In the case of Y1=-SO ₂ R ¹⁰ and x=1, examples include 2-propynyl methanesulfonate [R ⁴ to R ⁶ =H, R ¹⁰ =methyl], 1-methyl methanesulfonate 2-propynyl ester [R ⁴ =R ⁶ =H, R ⁵ =R ¹⁰ =methyl], 2-propynyl ethanesulfonate [R ⁴ to R ⁶ =H, R ¹⁰ =ethyl], 2-propynyl propanesulfonate [R ⁴ ~R ⁶ =H, R ¹⁰ =propyl], 2-propynyl p-toluenesulfonate [R ⁴ ~R ⁶ =H, R ¹⁰ =p-tolyl], 2-propynyl cyclohexanesulfonate [R ⁴ ～R ⁶ =H, R ¹⁰ =cyclohexyl], 2-butynyl methanesulfonate [R ⁴ =R ¹⁰ =methyl, R ⁵ =R ⁶ = H], 2-pentynyl methanesulfonate [R ⁴ = ethyl, R ⁵ = R ⁶ = H, R ¹⁰ = methyl], 1-methyl-2-butynyl methanesulfonate [R ⁴ =R ⁵ =R ¹⁰ =methyl, R ⁶ =H], 1,1-dimethyl-2-propynyl methanesulfonate [R ⁴ =H, R ⁵ =R ⁶ =R ¹⁰ =methyl ], 1,1-diethyl-2-propynyl methanesulfonate [R ⁴ =H, R ⁵ =R ⁶ =ethyl, R ¹⁰ =methyl], 1-ethyl-methanesulfonate 1-methyl-2-propynyl ester [R ⁴ =H, R ⁵ =ethyl, R ⁶ =R ¹⁰ =methyl], methanesulfonic acid-1-isobutyl-1-methyl-2-propane Alkyne esters [R ⁴ =H, R ⁵ =isobutyl, R ⁶ =R ¹⁰ =methyl], 1,1-dimethyl-2-butynyl methanesulfonate [R ⁴ to R ⁶ =R ¹⁰ = methyl], 1-ethynylcyclohexyl methanesulfonate [R ⁴ = H, R ⁵ combined with R ⁶ = pentylene, R ¹⁰ = methyl], 1-phenyl-1-methanesulfonate Methyl-2-propynyl ester [R ⁴ =H, R ⁵ =phenyl, R ⁶ =R ¹⁰ =methyl], 1,1-diphenyl-2-propynyl methanesulfonate [R ⁴ =H, R ⁵ =R ⁶ =phenyl, R ¹⁰ =methyl], ethanesulfonic acid-1,1-dimethyl-2-propynyl ester [R ⁴ =H, R ⁵ =R ⁶ =methyl , R ¹⁰ =ethyl] and the like.

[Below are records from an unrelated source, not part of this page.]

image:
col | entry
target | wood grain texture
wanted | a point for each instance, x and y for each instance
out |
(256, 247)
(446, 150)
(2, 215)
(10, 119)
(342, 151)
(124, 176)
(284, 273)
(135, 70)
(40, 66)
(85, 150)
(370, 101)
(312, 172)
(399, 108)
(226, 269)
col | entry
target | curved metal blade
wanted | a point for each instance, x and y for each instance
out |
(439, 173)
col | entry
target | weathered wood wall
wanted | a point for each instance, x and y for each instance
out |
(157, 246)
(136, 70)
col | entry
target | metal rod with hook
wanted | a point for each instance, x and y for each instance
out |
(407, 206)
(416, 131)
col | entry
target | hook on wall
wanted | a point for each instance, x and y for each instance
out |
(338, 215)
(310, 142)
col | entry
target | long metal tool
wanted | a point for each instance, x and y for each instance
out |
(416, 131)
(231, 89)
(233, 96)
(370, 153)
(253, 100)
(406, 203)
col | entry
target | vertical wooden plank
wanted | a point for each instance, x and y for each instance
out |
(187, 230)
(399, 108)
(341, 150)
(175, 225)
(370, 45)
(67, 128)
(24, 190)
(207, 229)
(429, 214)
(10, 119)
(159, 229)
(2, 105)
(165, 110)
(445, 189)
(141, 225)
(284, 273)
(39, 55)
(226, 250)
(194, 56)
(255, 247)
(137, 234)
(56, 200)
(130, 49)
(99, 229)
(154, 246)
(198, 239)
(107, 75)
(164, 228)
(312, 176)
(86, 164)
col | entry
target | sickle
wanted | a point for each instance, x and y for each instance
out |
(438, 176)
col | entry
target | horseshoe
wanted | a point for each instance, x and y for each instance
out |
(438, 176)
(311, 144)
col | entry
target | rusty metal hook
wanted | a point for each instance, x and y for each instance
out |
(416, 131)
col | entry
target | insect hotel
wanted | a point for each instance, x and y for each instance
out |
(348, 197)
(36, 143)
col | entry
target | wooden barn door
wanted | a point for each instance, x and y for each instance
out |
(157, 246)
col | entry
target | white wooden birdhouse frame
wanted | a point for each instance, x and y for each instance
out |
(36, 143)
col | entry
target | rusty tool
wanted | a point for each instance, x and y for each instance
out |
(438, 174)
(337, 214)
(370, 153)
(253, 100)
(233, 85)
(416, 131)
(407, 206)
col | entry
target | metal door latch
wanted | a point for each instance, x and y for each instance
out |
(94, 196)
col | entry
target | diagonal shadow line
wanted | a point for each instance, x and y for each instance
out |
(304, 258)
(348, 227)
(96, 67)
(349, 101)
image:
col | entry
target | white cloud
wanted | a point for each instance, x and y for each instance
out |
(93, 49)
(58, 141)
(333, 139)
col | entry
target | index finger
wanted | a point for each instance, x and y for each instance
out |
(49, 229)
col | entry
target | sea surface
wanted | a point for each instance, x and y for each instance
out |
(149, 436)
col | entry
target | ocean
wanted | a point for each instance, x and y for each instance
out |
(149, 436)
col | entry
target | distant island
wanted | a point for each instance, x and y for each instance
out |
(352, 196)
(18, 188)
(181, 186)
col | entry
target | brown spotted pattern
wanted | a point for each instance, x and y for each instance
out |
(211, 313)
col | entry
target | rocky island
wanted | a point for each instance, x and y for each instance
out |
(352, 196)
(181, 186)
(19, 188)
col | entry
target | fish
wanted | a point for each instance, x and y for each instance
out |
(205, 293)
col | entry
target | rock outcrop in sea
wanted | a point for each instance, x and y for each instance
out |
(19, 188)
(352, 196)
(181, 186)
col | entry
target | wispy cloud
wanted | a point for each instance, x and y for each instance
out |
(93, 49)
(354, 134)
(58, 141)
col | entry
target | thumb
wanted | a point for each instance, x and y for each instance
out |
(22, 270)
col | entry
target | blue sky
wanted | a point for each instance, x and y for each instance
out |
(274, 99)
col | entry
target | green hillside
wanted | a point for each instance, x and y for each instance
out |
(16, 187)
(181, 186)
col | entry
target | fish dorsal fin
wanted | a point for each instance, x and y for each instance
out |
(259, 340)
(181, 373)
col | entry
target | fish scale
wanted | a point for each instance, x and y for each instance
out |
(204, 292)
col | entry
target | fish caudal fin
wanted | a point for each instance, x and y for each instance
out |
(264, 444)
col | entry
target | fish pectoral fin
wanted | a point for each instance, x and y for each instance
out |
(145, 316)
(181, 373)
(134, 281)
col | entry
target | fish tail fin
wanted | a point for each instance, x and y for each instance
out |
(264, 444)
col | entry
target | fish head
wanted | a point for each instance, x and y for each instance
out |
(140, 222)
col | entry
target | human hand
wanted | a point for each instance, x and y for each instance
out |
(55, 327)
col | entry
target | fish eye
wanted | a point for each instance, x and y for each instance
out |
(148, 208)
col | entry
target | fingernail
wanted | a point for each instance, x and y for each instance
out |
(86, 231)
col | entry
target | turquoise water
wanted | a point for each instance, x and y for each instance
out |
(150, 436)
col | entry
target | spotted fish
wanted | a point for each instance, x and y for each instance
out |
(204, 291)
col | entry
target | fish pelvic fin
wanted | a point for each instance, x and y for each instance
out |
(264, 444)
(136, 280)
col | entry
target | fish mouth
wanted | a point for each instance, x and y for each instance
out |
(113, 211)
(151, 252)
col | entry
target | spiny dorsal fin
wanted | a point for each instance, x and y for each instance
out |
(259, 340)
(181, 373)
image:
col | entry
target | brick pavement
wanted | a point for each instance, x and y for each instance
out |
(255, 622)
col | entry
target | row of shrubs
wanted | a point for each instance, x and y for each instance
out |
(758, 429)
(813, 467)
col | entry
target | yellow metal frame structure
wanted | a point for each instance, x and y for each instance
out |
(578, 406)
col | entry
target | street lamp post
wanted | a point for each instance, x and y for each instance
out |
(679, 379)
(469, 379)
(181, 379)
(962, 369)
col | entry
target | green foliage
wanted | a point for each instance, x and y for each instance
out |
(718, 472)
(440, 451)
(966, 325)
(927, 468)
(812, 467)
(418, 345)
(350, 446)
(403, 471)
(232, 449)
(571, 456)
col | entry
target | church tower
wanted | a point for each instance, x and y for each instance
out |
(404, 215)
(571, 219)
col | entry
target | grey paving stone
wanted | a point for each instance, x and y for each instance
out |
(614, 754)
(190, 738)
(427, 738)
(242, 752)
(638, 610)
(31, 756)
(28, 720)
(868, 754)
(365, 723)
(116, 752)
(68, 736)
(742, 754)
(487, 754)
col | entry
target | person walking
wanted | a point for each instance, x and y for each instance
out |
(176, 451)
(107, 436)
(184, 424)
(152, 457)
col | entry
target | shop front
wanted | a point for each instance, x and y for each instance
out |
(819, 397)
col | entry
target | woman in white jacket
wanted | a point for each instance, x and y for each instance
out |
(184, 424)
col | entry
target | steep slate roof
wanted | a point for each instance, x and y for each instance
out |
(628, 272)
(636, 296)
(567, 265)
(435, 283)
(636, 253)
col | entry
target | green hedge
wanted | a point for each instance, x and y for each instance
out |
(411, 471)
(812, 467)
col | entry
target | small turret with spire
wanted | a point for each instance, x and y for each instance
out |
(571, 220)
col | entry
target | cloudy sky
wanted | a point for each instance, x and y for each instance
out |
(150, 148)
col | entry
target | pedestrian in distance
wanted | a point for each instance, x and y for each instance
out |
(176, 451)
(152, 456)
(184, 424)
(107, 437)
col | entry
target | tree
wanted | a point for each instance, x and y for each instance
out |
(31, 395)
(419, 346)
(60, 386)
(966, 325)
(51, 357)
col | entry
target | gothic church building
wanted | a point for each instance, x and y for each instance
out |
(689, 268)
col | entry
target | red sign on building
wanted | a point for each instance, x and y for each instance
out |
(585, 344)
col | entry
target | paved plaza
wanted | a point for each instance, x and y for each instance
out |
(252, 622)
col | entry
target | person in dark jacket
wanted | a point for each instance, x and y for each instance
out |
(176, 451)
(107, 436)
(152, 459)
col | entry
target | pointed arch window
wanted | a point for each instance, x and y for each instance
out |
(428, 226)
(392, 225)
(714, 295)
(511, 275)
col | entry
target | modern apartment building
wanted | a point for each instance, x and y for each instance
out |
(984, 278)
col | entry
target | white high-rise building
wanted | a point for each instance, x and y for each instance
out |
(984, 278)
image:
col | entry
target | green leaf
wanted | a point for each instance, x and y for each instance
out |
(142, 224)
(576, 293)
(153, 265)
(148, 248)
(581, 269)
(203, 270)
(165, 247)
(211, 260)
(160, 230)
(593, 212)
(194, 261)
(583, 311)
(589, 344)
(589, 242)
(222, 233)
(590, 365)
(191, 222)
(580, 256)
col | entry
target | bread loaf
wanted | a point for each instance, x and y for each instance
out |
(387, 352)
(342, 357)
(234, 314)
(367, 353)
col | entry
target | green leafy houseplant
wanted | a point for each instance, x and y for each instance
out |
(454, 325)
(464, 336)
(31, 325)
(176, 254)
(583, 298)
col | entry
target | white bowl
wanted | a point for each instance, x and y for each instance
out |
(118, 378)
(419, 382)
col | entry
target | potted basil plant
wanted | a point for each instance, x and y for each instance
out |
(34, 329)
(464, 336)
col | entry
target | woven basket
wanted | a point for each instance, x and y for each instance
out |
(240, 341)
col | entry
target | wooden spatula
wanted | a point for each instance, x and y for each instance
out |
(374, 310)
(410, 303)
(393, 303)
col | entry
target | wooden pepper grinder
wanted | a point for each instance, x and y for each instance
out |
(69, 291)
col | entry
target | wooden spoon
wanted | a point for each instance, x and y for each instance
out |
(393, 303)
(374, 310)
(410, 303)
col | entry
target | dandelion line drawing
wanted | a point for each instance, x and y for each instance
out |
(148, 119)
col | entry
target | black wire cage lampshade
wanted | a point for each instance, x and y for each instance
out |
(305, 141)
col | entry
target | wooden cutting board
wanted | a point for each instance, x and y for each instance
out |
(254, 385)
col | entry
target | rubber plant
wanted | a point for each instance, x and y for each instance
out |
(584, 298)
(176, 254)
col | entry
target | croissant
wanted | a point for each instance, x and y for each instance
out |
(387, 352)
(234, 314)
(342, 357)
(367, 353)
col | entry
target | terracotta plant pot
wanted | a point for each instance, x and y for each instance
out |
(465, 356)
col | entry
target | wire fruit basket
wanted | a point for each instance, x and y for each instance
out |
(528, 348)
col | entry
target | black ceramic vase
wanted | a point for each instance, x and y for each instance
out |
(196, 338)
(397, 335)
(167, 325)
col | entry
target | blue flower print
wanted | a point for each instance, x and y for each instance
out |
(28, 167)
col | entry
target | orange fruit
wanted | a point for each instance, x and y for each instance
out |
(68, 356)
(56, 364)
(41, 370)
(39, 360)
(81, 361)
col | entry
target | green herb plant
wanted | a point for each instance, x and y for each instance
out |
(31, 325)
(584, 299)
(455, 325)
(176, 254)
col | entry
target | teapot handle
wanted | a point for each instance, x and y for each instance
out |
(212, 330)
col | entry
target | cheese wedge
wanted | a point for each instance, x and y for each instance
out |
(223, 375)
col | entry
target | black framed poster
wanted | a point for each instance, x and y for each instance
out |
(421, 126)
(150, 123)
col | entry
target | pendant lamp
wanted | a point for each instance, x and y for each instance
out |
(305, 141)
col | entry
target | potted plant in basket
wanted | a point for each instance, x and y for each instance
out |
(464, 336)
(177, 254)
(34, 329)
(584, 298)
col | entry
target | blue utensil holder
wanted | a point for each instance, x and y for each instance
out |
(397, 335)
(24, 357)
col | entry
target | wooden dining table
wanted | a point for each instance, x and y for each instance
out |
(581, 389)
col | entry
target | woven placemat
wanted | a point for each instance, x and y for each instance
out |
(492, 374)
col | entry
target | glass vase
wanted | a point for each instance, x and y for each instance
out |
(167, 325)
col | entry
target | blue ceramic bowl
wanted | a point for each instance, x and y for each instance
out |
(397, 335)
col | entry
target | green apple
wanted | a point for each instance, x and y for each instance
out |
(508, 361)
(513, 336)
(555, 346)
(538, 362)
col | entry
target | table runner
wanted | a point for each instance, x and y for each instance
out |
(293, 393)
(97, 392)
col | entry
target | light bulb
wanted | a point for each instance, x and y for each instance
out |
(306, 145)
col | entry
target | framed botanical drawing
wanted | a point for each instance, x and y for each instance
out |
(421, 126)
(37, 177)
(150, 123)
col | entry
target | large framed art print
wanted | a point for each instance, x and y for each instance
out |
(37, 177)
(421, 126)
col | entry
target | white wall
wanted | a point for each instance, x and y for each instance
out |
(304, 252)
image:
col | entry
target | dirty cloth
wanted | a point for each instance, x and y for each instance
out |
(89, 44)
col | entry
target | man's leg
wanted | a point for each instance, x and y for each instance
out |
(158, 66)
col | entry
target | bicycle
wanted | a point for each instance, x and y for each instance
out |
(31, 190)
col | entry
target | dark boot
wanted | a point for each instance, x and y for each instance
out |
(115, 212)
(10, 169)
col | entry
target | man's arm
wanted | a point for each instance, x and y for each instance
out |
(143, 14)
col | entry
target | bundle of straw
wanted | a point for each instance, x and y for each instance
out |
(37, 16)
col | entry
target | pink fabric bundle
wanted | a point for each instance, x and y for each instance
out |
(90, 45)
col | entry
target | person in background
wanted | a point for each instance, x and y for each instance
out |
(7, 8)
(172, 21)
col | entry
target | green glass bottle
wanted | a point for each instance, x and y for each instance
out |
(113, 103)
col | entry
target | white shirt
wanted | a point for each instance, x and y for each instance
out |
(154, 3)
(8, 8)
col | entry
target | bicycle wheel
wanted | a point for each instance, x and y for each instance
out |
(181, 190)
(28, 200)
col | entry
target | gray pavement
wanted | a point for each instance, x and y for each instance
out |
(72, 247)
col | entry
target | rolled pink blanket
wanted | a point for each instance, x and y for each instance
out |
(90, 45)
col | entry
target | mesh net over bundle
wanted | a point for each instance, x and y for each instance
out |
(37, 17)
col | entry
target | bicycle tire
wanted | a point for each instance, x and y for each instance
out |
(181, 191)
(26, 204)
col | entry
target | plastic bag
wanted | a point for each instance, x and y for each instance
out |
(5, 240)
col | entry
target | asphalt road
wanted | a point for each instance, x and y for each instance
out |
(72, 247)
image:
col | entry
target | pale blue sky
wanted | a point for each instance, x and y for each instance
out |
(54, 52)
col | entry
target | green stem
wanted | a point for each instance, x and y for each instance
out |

Examples of alkyne derivatives represented by the general formula (II) with x=2 include 3-butynyl methyl carbonate [R ⁴ to R ⁶ =H, Y ¹ =-COOCH ₃ ], acetic acid 3- Butynyl ester [R ⁴ to R ⁶ =H, Y ¹ =-COCH ₃ ], 3-butynyl methanesulfonate [R ⁴ to R ⁶ =H, Y ¹ =-SO ₂ CH ₃ ], etc.

Among these substances, preferably selected from the group consisting of 2-propynyl methyl carbonate, 2-propynyl ethyl carbonate, 2-propynyl propyl carbonate, 2-propynyl formate, 2-butyl formate One or more of alkyne esters, 2-propynyl acetate, 2-propynyl methanesulfonate, and 1-methyl-2-propynyl methanesulfonate, particularly preferably selected from 2-propynylmethyl One or more of carbonate, 2-propynyl formate and 2-propynyl methanesulfonate.

Specific examples of alkyne derivatives represented by the general formula (III) include 2-butyne-1,4-diol diol in the case of Y ¹ =Y ² =-COOR ¹⁰ and x = 1. Methyl dicarbonate [R ⁵ ~R ⁸ =H, R ¹⁰ =methyl], 2-butyne-1,4-diol diethyl dicarbonate [R ⁵ ~R ⁸ =H, R ¹⁰ = ethyl], 3-hexyne-2,5-diol dimethyl dicarbonate [R ⁵ =R ⁷ =R ¹⁰ =methyl, R ⁶ =R ⁸ =H], 3-hexyne-2, 5-diol diethyl dicarbonate [R ⁵ =R ⁷ =methyl, R ⁶ =R ⁸ =H, R ¹⁰ =ethyl], 2,5-dimethyl-3-hexyne-2, 5-diol dimethyl dicarbonate [R ⁵ ～R ⁸ =R ¹⁰ =methyl], 2,5-dimethyl-3-hexyne-2,5-diol diethyl dicarbonate [ R ⁵ to R ⁸ = methyl group, R ¹⁰ = ethyl group] and the like.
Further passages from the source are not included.